Similarly, over 90% of the population has access to drinking water and about 99% has access to basic sanitation facilities (SDG6). Over 88% of the population has access to electricity and the target of per capita electricity consumption set for 2019 has been achieved (SDG7). In 2019, annual economic growth rate was 6.9% and per capita income increased to USD 1,051 (SDG8). In infrastructure sector, the road density is 0.54 against the 2019 target of 1.3. Manufacturing employment as a proportion of total employment has increased to 15.1% against the target of 8.3 for 2019. However, share of industry in GDP is only about 15.1% against the target of 17.7 (SDG9).
This shows that 2019 targets of social, economic and political empowerment have been achieved. However, reducing the income and consumption inequality remains a challenge (SDG10). The households living in safe houses reached 40% against the 2019 target of 37.8%. Against the target of 23 planned new cities; 27 have been established by 2019 (SDG11). The target for the use of plastics (per capita in gram per day) and land use for agricultural production (cereal as percentage of cultivated land) set for 2019 has also been achieved (SDG12).
Likewise, the 2019 targets related to preparation of local and community level adaptation plan have been achieved (SDG13). The forest under community-based management has reached 42.7% against the target of 39.8% for 2019. The target for protected areas which was set at 23.3% has also been achieved (SDG15). The Rule of Law and Voice and Accountability indicators for Nepal show better performance compared to the previous years (SDG16). Internet density (per 100 person) reached 65.9% in 2019 exceeding the target of 65% (SDG17).
Given this scenario, additional support in finance, technology, and capacity building are vital for achieving the SDGs. Currently, though the total government revenue as a proportion of GDP has increased and the target set for 2019 has been achieved, there still lies a huge gap to finance the achievement of the SDGs,
Moreover, the socio-economic shock of COVID-19 has caused unprecedented disruption in transportation, service sector, tourism, hospitality industry, revenue, and remittances. The fallout will be in the areas of income, poverty, employment, and economic growth, while the existing financing gap widens. This is sure to have a bearing on Nepal’s ambition for smooth and sustainable graduation from LDC category.

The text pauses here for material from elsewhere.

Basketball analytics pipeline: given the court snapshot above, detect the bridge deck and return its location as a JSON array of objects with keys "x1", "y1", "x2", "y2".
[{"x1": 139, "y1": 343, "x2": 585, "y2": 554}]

Other prominent challenges include localization of SDGs, lack of adequate data, and coordination and follow up. Therefore, closer cooperation, coherence and coordination among governments, development partners, civil society, business community, volunteers, and people will be critical. Enhanced level of global partnership is equally important.
Domestic expenditures financed by revenue is estimated to reach 80 percent. For meeting the private sector investment financing gap, foreign direct investment (inward stock) is expected to increase to 20 percent of GDP in 2030 from less than 3 percent in 2015.